Es geht um Weinberge. Es geht um New York. Und es geht vor allem um Bilder und Texturen. Die jeweils eine Komponente verleiht der anderen Gestalt, gibt sich erst in der Bezogenheit preis und läd zu immer neuen Sehweisen des hinlänglich Bekannten ein.
Im Bautagebuch, das voraussichtlich 2002 erstmals in Ulm zu sehen sein wird, findet das ernsthafte Spiel mit Struktur und Material seinen prägnantesten Ausdruck.
"Ich beschäftige mich mit Problemen, die beim Umbau eines Pferdestalls entstehen.", beschreibt der Produzent lakonisch seine Tätigkeit. Seit 1997 bastelt der ungelernte Bauherr am Eigenheim: einem Tübinger Pferdestall, in dem er sich Wohn- und Arbeitsräume nach eigenem Willen selbst gestaltet.
Abwasser, Statik, Dachkonstruktion, Elektrik... Die Bildthemen des Bautagebuchs erwachsen aus den konkreten Anforderungen des Arbeitsalltags auf dem Bau. Ebenso abwechslungsreich wie die Entwicklungsstadien eines Gebäudeumbaus sind dementsprechend die verwandten Techniken. Klugmann fertigt neben Collagen, Stempel- und Prägedrucken, Bleistift- und Kohlezeichnungen an.
Wo anfänglich der Aspekt der Konstruktion überwiegt, wird gegen Ende der Bauzeit die Materialfrage dringlicher. Bausubstanzen dienen jetzt als Malgrund und Material. Das Material wird quasi ins Bild eingebaut. Ganz bewußt bleibt Dreckiges, Unfertiges stehen und bringt den Werkstattcharakter auf den Punkt. Es geht eben um Probleme, die beim Umbau eines Pferdestalls entstehen. Und es geht vor allem um Probleme, die das Material aufwirft.

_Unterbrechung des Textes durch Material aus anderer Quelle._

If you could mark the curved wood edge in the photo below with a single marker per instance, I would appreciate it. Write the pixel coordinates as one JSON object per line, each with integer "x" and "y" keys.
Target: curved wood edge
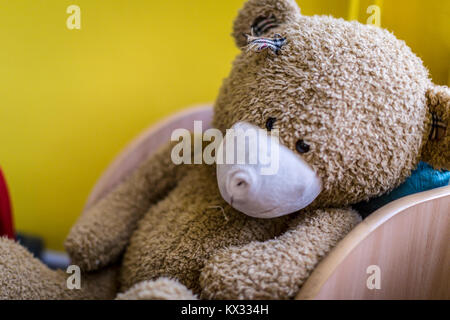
{"x": 329, "y": 264}
{"x": 144, "y": 146}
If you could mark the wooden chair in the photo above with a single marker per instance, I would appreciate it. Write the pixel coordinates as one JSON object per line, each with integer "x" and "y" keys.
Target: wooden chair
{"x": 404, "y": 244}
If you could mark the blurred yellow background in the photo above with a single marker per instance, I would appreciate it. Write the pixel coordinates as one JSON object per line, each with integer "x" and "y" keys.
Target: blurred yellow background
{"x": 70, "y": 100}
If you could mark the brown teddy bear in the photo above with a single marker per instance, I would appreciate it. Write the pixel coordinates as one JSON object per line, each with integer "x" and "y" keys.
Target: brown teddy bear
{"x": 355, "y": 110}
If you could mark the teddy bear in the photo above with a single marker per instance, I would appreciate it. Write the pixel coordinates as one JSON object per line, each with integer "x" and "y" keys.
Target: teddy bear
{"x": 355, "y": 111}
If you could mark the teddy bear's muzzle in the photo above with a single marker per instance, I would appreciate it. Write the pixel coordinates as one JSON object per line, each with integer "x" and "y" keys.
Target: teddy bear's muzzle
{"x": 262, "y": 178}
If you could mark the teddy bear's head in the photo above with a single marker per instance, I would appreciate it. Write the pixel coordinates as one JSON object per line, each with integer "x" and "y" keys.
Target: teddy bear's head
{"x": 351, "y": 100}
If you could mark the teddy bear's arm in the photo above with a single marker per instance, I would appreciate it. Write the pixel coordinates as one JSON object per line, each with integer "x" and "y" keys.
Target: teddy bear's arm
{"x": 276, "y": 269}
{"x": 103, "y": 231}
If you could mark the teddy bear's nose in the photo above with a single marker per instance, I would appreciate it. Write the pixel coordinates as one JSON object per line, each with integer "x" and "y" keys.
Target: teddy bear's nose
{"x": 239, "y": 184}
{"x": 260, "y": 177}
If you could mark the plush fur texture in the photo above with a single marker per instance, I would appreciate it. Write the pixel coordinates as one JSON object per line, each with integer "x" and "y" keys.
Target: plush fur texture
{"x": 161, "y": 289}
{"x": 358, "y": 96}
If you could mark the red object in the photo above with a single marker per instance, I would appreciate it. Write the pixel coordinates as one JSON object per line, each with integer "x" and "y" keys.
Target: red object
{"x": 6, "y": 223}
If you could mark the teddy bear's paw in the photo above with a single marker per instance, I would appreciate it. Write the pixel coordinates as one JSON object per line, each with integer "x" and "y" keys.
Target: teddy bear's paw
{"x": 161, "y": 289}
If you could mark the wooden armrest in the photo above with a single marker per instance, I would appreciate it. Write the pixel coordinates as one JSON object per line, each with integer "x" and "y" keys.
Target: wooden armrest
{"x": 407, "y": 239}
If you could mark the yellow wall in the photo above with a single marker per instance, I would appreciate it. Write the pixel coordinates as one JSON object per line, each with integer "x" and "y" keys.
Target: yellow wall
{"x": 71, "y": 99}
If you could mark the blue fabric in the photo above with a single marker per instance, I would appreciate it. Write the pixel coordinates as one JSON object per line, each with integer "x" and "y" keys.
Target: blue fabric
{"x": 422, "y": 179}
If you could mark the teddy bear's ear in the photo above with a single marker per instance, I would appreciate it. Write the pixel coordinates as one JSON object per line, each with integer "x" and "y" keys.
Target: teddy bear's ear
{"x": 259, "y": 16}
{"x": 437, "y": 149}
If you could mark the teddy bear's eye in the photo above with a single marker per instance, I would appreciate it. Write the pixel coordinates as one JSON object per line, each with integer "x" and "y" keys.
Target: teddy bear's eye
{"x": 302, "y": 147}
{"x": 263, "y": 24}
{"x": 269, "y": 124}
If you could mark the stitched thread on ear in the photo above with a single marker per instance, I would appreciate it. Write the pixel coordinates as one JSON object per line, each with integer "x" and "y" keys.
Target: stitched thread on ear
{"x": 259, "y": 43}
{"x": 438, "y": 127}
{"x": 263, "y": 24}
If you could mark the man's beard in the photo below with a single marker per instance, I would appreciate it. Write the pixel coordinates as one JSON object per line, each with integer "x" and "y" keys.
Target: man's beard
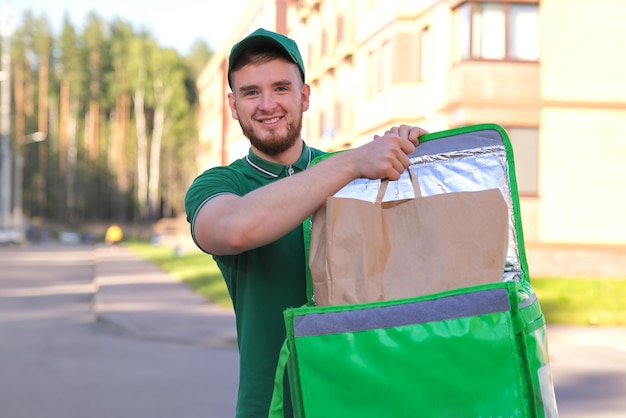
{"x": 276, "y": 144}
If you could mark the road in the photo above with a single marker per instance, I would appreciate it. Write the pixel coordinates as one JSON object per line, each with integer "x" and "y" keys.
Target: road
{"x": 57, "y": 362}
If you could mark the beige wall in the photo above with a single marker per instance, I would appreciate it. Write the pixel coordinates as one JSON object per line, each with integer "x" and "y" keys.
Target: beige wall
{"x": 575, "y": 95}
{"x": 583, "y": 122}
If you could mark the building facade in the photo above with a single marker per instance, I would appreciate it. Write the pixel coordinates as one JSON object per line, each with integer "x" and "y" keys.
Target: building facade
{"x": 550, "y": 72}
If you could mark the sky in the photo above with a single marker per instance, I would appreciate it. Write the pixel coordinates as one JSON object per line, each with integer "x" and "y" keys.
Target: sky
{"x": 174, "y": 23}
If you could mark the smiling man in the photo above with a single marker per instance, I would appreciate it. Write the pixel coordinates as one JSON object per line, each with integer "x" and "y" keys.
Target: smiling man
{"x": 249, "y": 214}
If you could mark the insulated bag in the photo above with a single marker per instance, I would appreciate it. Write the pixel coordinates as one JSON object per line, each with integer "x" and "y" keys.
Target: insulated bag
{"x": 471, "y": 351}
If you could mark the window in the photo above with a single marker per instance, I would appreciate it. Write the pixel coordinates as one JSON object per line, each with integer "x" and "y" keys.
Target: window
{"x": 525, "y": 142}
{"x": 379, "y": 68}
{"x": 425, "y": 54}
{"x": 496, "y": 31}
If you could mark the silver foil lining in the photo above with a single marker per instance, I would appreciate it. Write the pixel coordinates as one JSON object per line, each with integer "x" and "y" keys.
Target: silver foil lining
{"x": 473, "y": 169}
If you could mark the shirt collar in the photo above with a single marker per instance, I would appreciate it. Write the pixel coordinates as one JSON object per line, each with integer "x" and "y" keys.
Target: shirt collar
{"x": 275, "y": 170}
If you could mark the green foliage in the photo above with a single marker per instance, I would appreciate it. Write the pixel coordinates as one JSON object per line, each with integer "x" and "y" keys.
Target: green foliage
{"x": 197, "y": 270}
{"x": 90, "y": 165}
{"x": 582, "y": 301}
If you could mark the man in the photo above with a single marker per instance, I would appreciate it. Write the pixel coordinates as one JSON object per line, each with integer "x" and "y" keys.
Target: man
{"x": 248, "y": 215}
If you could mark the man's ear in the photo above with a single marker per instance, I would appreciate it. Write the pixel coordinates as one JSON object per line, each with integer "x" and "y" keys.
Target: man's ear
{"x": 233, "y": 106}
{"x": 306, "y": 93}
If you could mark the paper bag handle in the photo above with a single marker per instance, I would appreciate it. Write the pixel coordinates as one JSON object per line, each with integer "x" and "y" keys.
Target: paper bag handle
{"x": 384, "y": 183}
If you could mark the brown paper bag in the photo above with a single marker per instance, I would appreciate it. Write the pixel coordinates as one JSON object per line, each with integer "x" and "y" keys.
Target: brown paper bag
{"x": 363, "y": 252}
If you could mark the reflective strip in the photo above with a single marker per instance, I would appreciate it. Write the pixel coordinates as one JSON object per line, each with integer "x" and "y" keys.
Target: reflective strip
{"x": 532, "y": 299}
{"x": 367, "y": 318}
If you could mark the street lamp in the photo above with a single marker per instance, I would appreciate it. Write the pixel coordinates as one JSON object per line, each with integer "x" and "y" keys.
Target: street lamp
{"x": 18, "y": 176}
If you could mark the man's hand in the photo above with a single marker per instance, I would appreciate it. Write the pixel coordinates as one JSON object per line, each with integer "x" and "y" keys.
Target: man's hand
{"x": 412, "y": 133}
{"x": 387, "y": 156}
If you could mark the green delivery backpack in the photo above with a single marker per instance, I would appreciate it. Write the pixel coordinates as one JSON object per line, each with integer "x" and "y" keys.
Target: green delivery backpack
{"x": 478, "y": 351}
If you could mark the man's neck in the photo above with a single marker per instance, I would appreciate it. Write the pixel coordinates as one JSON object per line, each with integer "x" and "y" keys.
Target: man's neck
{"x": 287, "y": 157}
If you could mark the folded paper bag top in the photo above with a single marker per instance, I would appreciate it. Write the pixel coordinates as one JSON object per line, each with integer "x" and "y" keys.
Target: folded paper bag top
{"x": 363, "y": 252}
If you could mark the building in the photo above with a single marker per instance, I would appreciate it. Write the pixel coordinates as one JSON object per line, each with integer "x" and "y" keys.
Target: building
{"x": 548, "y": 71}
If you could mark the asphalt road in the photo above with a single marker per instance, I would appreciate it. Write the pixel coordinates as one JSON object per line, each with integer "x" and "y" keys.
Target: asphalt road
{"x": 57, "y": 362}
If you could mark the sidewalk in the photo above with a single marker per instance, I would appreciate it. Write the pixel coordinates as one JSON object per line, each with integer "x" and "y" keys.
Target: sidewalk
{"x": 135, "y": 297}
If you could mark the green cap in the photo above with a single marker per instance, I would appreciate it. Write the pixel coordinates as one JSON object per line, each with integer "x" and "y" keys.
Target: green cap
{"x": 260, "y": 38}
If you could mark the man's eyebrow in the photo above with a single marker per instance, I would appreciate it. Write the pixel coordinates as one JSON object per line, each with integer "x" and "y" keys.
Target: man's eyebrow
{"x": 279, "y": 83}
{"x": 248, "y": 87}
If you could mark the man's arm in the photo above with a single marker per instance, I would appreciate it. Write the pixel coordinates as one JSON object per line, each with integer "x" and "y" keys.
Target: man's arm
{"x": 230, "y": 224}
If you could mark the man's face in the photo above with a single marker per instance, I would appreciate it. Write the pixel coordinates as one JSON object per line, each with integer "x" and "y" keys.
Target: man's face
{"x": 268, "y": 101}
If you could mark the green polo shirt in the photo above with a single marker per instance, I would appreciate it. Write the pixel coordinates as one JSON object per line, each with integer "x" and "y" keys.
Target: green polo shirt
{"x": 262, "y": 282}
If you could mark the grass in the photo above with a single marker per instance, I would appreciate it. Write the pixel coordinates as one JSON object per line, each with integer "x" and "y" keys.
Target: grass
{"x": 197, "y": 270}
{"x": 563, "y": 300}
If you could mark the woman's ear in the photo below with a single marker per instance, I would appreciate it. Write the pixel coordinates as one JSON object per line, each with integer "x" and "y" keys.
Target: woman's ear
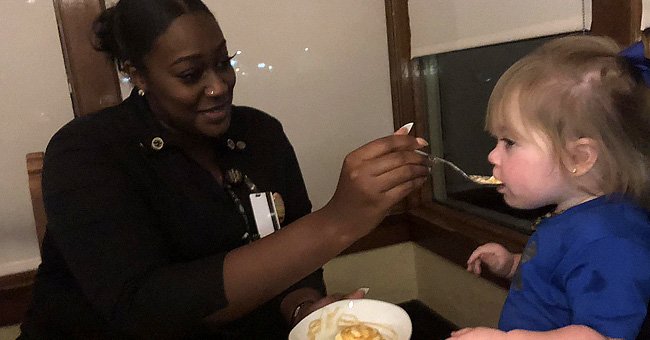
{"x": 584, "y": 154}
{"x": 137, "y": 78}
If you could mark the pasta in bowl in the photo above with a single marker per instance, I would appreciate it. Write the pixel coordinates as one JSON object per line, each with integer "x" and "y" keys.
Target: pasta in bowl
{"x": 362, "y": 319}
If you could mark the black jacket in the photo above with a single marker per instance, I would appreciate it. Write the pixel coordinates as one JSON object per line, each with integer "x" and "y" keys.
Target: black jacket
{"x": 136, "y": 236}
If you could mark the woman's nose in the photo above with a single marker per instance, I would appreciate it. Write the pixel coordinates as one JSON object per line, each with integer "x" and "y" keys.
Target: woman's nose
{"x": 215, "y": 85}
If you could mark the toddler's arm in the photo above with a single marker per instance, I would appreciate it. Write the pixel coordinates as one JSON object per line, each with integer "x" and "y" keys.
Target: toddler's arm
{"x": 573, "y": 332}
{"x": 497, "y": 258}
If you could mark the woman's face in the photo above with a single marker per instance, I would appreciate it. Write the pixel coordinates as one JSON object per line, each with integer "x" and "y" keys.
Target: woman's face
{"x": 188, "y": 78}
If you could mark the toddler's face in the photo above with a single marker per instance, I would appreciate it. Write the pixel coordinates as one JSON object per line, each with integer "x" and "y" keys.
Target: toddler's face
{"x": 523, "y": 160}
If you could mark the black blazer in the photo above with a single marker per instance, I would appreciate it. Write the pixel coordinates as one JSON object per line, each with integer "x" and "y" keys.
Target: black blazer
{"x": 137, "y": 234}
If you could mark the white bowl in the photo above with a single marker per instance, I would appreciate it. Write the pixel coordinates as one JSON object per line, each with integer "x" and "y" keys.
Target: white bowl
{"x": 365, "y": 310}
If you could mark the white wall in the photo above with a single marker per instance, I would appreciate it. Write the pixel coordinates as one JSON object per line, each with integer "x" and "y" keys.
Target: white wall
{"x": 331, "y": 98}
{"x": 34, "y": 103}
{"x": 416, "y": 273}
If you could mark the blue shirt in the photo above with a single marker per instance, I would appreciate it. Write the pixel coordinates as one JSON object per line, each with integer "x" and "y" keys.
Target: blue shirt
{"x": 589, "y": 266}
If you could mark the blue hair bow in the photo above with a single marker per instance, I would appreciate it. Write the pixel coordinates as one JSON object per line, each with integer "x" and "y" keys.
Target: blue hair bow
{"x": 635, "y": 55}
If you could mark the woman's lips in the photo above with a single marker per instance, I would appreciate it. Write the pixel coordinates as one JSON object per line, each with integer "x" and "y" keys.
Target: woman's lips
{"x": 215, "y": 113}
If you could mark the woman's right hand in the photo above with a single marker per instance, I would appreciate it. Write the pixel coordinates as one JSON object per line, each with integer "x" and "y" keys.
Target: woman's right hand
{"x": 375, "y": 177}
{"x": 495, "y": 257}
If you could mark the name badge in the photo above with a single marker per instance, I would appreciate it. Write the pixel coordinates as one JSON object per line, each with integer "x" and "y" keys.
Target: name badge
{"x": 266, "y": 216}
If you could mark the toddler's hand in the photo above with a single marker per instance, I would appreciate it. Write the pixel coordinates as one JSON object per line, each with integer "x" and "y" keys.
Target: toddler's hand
{"x": 495, "y": 257}
{"x": 480, "y": 333}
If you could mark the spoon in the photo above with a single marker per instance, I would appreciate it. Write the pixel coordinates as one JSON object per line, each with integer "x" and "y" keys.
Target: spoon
{"x": 478, "y": 179}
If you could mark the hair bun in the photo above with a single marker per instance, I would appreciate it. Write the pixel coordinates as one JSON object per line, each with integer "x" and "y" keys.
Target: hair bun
{"x": 104, "y": 38}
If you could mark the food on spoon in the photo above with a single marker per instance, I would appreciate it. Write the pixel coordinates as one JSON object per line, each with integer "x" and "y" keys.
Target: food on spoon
{"x": 485, "y": 179}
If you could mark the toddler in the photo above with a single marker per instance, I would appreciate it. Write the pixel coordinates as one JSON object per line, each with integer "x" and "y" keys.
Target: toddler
{"x": 572, "y": 126}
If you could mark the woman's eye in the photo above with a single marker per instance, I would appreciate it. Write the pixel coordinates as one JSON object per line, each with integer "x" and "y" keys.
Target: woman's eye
{"x": 508, "y": 142}
{"x": 190, "y": 77}
{"x": 225, "y": 64}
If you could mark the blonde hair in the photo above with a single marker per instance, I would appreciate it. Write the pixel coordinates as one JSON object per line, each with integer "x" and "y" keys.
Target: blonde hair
{"x": 575, "y": 87}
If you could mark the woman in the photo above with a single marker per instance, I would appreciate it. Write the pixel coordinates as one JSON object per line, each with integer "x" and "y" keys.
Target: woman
{"x": 150, "y": 231}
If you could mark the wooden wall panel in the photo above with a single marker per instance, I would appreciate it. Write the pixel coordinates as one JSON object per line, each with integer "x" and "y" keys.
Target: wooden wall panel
{"x": 618, "y": 19}
{"x": 92, "y": 77}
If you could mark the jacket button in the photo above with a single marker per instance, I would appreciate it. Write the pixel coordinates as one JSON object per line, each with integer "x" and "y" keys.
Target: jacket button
{"x": 157, "y": 143}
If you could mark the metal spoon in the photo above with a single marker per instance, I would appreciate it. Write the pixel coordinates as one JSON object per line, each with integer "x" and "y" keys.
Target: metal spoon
{"x": 478, "y": 179}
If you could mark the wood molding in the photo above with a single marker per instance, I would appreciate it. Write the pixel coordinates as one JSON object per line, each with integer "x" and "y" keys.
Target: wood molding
{"x": 35, "y": 172}
{"x": 15, "y": 297}
{"x": 618, "y": 19}
{"x": 92, "y": 77}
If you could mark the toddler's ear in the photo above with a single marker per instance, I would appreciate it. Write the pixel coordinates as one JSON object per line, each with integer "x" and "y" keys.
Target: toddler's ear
{"x": 584, "y": 154}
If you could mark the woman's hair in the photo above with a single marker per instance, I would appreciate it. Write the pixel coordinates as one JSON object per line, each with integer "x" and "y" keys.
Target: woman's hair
{"x": 575, "y": 87}
{"x": 127, "y": 31}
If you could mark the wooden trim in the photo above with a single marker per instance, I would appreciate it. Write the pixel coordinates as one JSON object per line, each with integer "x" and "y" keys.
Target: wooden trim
{"x": 15, "y": 297}
{"x": 399, "y": 57}
{"x": 92, "y": 77}
{"x": 35, "y": 172}
{"x": 618, "y": 19}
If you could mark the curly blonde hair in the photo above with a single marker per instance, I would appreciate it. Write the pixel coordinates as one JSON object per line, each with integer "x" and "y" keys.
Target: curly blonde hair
{"x": 577, "y": 86}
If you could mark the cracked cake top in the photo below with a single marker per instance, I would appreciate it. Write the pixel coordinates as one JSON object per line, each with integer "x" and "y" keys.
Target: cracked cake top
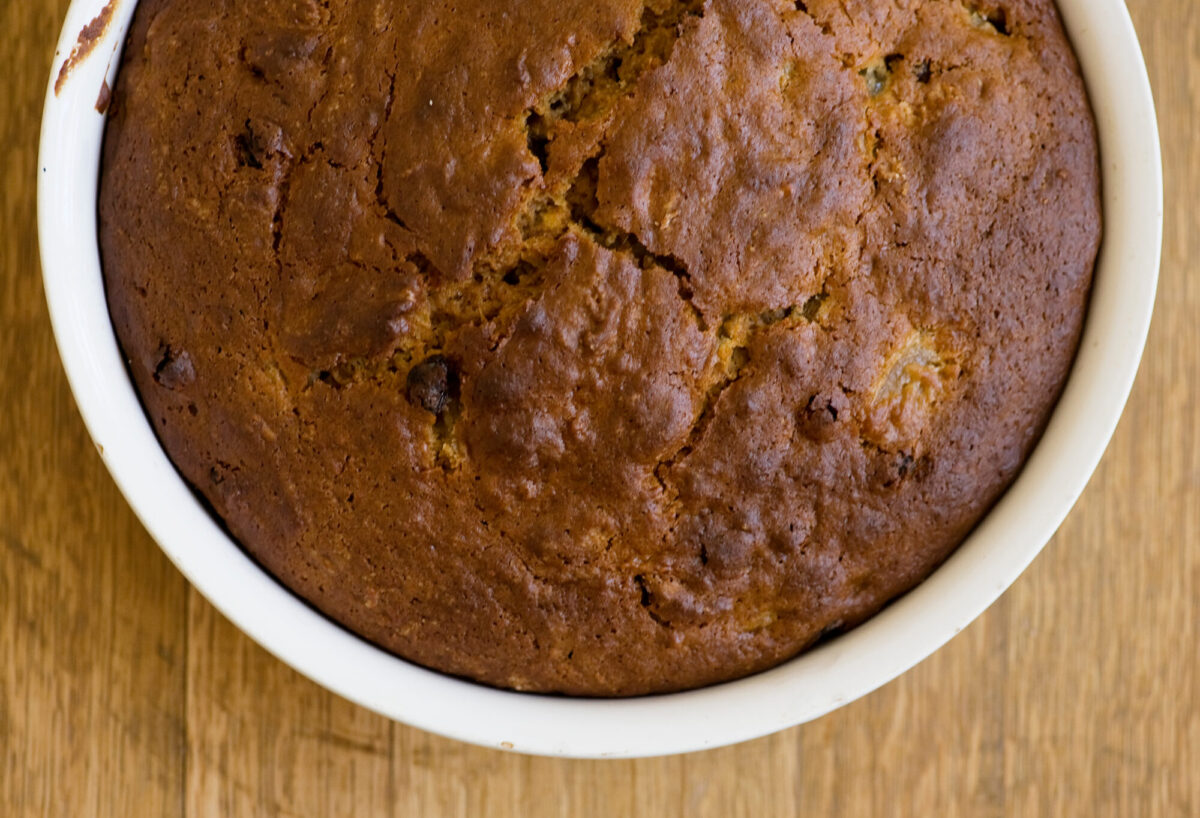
{"x": 599, "y": 347}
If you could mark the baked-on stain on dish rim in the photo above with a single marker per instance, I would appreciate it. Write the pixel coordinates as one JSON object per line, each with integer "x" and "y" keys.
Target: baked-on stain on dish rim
{"x": 795, "y": 692}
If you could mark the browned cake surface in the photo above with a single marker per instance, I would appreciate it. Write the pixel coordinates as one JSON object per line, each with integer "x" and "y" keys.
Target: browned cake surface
{"x": 593, "y": 347}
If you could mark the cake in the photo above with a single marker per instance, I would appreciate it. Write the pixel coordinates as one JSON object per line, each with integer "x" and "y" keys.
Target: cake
{"x": 599, "y": 347}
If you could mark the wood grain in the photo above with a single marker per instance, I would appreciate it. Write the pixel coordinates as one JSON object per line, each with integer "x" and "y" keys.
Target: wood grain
{"x": 124, "y": 693}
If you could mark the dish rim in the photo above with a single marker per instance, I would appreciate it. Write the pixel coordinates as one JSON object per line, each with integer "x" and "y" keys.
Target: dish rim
{"x": 801, "y": 690}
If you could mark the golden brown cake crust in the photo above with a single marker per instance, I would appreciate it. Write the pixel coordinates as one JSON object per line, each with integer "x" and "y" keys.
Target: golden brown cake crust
{"x": 586, "y": 347}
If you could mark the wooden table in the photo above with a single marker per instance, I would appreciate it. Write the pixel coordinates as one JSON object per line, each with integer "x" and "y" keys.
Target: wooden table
{"x": 124, "y": 693}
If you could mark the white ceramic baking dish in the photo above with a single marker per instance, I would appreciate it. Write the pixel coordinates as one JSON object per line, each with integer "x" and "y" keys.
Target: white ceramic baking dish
{"x": 809, "y": 686}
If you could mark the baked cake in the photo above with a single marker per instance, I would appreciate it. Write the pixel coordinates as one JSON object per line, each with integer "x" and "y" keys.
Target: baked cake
{"x": 599, "y": 347}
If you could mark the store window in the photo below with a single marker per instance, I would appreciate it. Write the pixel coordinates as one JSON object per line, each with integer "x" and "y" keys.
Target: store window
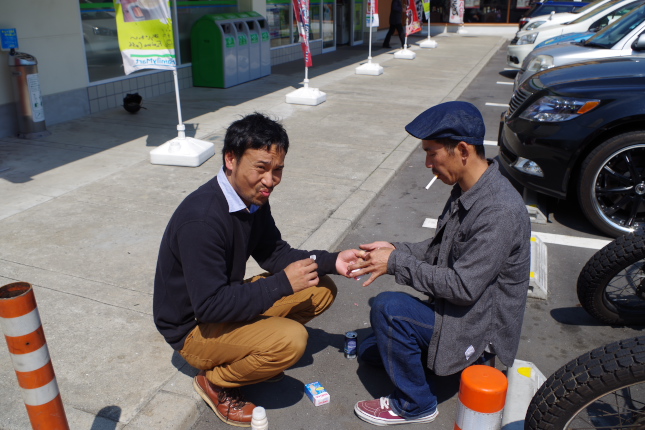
{"x": 283, "y": 26}
{"x": 100, "y": 33}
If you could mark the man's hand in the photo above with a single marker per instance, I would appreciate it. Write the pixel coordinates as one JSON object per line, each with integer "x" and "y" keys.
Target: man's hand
{"x": 302, "y": 274}
{"x": 376, "y": 245}
{"x": 347, "y": 257}
{"x": 374, "y": 263}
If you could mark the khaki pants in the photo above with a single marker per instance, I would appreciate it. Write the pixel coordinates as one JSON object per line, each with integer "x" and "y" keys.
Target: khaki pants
{"x": 243, "y": 353}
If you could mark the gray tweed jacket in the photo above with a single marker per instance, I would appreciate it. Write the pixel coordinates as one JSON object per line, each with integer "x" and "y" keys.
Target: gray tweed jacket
{"x": 475, "y": 270}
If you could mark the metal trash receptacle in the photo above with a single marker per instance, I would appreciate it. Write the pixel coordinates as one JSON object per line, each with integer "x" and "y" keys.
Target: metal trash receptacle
{"x": 214, "y": 51}
{"x": 29, "y": 102}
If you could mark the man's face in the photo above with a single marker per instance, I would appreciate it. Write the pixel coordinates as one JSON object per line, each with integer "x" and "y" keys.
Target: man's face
{"x": 255, "y": 174}
{"x": 445, "y": 164}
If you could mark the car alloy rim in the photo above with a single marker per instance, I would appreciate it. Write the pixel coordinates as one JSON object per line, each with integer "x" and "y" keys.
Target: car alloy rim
{"x": 619, "y": 189}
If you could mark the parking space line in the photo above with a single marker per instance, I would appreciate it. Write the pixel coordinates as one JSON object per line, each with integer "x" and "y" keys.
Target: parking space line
{"x": 555, "y": 239}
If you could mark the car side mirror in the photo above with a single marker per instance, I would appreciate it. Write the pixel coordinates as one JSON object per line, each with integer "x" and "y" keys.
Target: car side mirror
{"x": 639, "y": 44}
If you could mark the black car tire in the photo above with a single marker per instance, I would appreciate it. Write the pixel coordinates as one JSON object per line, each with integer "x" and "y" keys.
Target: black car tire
{"x": 601, "y": 389}
{"x": 611, "y": 184}
{"x": 611, "y": 286}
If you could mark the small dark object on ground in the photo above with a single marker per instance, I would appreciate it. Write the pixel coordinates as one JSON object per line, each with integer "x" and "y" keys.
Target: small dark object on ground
{"x": 132, "y": 102}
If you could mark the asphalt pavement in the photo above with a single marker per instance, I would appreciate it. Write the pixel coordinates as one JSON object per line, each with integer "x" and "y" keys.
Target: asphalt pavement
{"x": 83, "y": 213}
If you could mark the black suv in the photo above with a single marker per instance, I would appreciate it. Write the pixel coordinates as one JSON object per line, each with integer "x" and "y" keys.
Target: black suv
{"x": 579, "y": 131}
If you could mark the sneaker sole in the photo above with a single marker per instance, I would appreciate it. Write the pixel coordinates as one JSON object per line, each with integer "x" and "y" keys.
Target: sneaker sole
{"x": 208, "y": 401}
{"x": 381, "y": 422}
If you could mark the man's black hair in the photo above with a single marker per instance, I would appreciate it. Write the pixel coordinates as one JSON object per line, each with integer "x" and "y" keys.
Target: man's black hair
{"x": 451, "y": 144}
{"x": 254, "y": 131}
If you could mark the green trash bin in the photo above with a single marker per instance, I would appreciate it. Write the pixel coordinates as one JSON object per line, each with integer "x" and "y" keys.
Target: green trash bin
{"x": 262, "y": 28}
{"x": 214, "y": 51}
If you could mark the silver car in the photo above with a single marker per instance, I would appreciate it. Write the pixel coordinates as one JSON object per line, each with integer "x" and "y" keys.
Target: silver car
{"x": 625, "y": 36}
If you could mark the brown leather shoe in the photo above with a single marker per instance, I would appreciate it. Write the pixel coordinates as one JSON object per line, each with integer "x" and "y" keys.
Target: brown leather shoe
{"x": 227, "y": 403}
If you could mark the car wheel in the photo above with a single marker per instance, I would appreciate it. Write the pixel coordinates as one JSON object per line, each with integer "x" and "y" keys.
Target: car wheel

Die Frage nach dem Material gerät für den 38-jährigen mehr und mehr zur Gretchenfrage in der Kunst: "Das Entscheidende ist das Material. Das ist das Bild letzthin." In diesem Sinn versperren sich seine Zyklen dem Erzählerischen. Die späten Arbeiten des Bautagebuchs tragen keine Titel mehr. Sie bleiben offen. Stellen den Betrachter beim Betrachten auf sich. Ein neuer Dialog darf sich von hier aus entspinnen. Das vorausgegangene Zwiegespräch zwischen dem Produzenten und seinem Gegenüber will gerade nicht gewissenhaft nachvollzogen werden, sondern vom Bild ausgehend Raum öffnen für Andere.